Mismanaging a call to the manager
“Piece of cake.” I thought.” I asked for the manager's phone number. He rattled off a phone number which I entered into my handy-dandy cell phone. It was a wrong number. He then hauled out his own cell phone and punched in a number. He handed his cell phone to me and, into my left ear, came the sweet, but authoritative, voice of the manager lady. I inquired about the rule concerning a need for permission to shoot photos at the mall. She was in the middle of explaining things when, suddenly, the constable gal interrupted with the need for her and her mall rent-a-cop to race to the other end of the mall to stop a fist fight (or something akin to one) that had just then started to disrupt commerce in that part of the PlazAmericas. I couldn't hang onto the mall rent-a-cop's cell phone now that he had to bug out for some common mall fisticuffs, so I gave the phone back to him and packed up the camera and tripod and headed out to the street edge of the PlazAmericas.

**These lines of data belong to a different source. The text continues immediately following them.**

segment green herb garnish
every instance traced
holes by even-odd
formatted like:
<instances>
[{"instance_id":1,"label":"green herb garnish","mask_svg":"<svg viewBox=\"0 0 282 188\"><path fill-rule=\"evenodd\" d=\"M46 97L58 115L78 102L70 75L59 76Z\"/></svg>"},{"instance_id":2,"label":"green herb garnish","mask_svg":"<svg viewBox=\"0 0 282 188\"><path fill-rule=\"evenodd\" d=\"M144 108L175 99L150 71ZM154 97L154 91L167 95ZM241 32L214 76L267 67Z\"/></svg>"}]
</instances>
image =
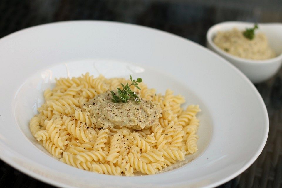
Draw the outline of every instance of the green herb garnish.
<instances>
[{"instance_id":1,"label":"green herb garnish","mask_svg":"<svg viewBox=\"0 0 282 188\"><path fill-rule=\"evenodd\" d=\"M256 24L253 28L246 28L246 30L243 32L243 34L246 38L251 40L255 36L255 30L258 28L258 24Z\"/></svg>"},{"instance_id":2,"label":"green herb garnish","mask_svg":"<svg viewBox=\"0 0 282 188\"><path fill-rule=\"evenodd\" d=\"M113 96L112 102L116 103L118 103L120 101L127 103L129 100L134 100L137 103L141 102L141 101L139 98L139 96L137 95L136 93L131 90L129 87L131 85L134 85L138 89L141 90L141 89L138 86L138 83L142 82L142 78L139 78L136 80L132 80L132 77L131 75L129 75L129 78L131 81L131 84L128 85L128 83L127 83L126 85L125 85L120 83L122 86L123 89L122 90L119 88L118 88L118 95L116 95L113 91L111 91Z\"/></svg>"}]
</instances>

It's hard to trespass when you are on a public street sidewalk
The truck stayed right there at the parking lot edge, and I went over a little strip of grass to the public sidewalk. That's where I set up the tripod and the Sony Mavica camera. I was very familiar with one of the “rules” of photography: If you can see it from public property, you can make pictures of it, even if it is private property. The fact is, there are no laws against photographing anything other than things that have to do with safety, national security, and so forth. There are laws that control what a photographer can do with his or her photos, but other than for security and military situations, have at it with snapping those camera shutters.
Some interesting things I learned about making photos
When I got back to the safety of my little home office, I looked up the regs. What I learned was mostly that there are virtually no laws of importance to casual photographers like me that serve to tell when and where folks can make photographs. I came away from my brief study of such things with the conviction that a person can photograph almost anything. However, if the photographer wants to do so when inside of private property, the owner or manager of the property can tell the photographer to stop or to not begin making photos. The owner, manager, a mall-rent-a-cop, and so forth, cannot make the photographer erase any photos already made, or give up the camera, or roll of film or the little flash memory card. They cannot prevent the photographer from leaving the premises, nor can they threaten the photographer verbally or get physical. All they can do is to watch the photographer leave the premises.
To show off or to not show off, that is to be decided
That is what I did. I left. Outside, on the sidewalk, I turned the camera onto the mall buildings and made five photos with which I constructed a very good panoramic photo of the mall. What I have left to do is to decide whether or not to print it out and carry it over there to show to the manager and, if I can pull him away from a fistfight, the mall rent-a-cop who accosted me in the first place.